Supernatural, the only TV series I’ve been following consistently since Stargate Atlantis wrapped up years back, is concluding after 15 years on the air. I’m heartened to see the writers are doing their best to send Sam and Dean out with good stories; I had feared everything was going to fizzle as with Stargate S.G. 1, which was the longest running genre show at 10 seasons when it went out. The boys are up against God Himself this season. Talk about a Final Boss.
I can only hope the writers, cast, and crew manage to pull it off. When Supernatural is done, that’s it. That will be my series finale of contemporary series.

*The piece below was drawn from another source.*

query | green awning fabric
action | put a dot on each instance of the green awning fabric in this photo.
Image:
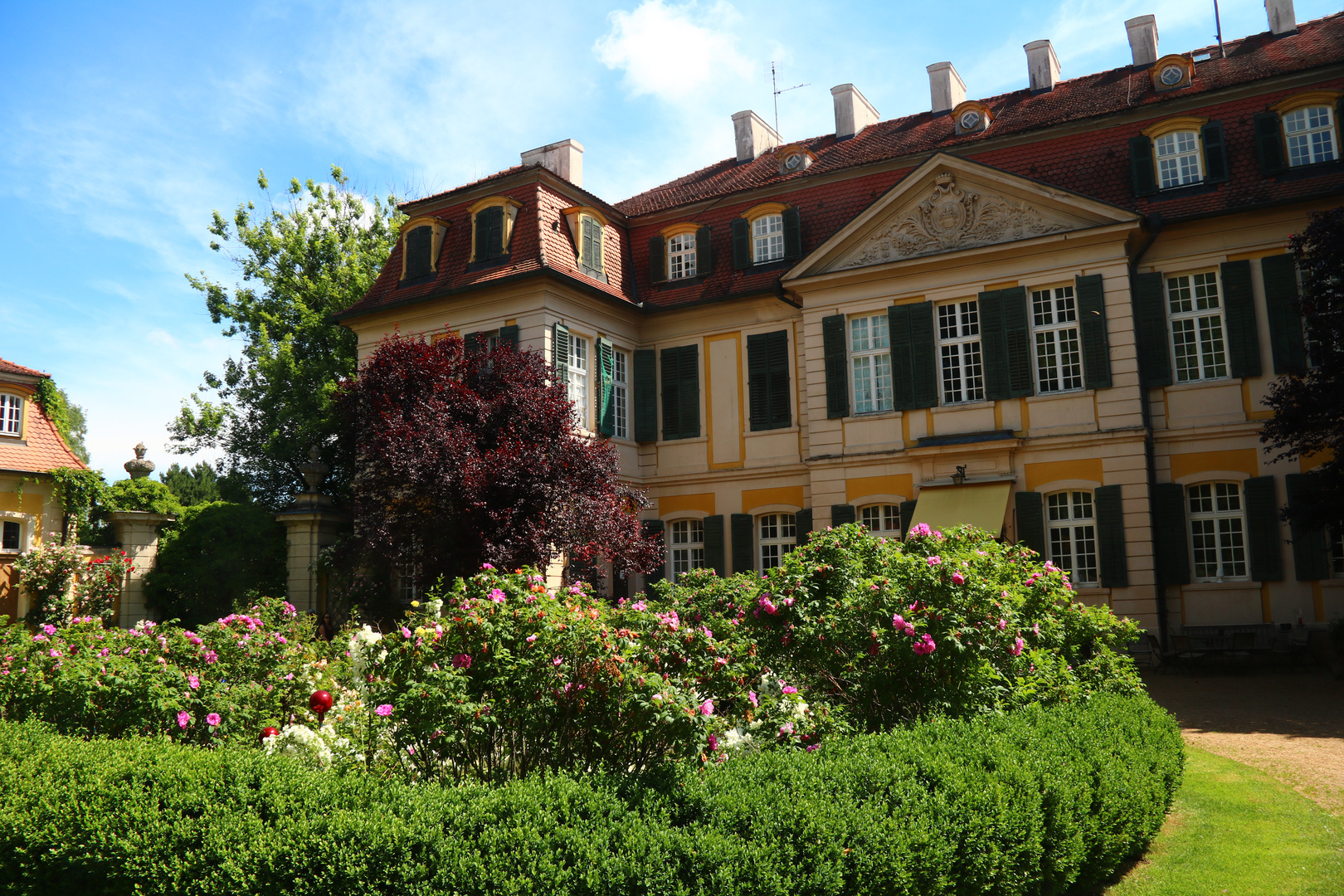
(981, 505)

That corner having been turned, like a lot of older people, I’ll go to YouTube and catch episodes of the old classic stuff from the 1960s, most of which were lucky to have lasted three or four seasons back in the day.
I’m already doing that with the black-and-white first season of The Wild Wild West. It’s nice to have something to sit down and watch with my wife. In the meantime, I raise a most fittingly cooled cup of coffee to the turning of this corner. When there were only so many channels and only so much content, we all had that much more in common. But it’s been 40 years since an entire nation wanted to find out who shot J.R., and over half a century since electric guitar sales spiked because some band from England played them on Ed Sullivan’s Sunday night variety show.
It is what it was, and the beat goes on.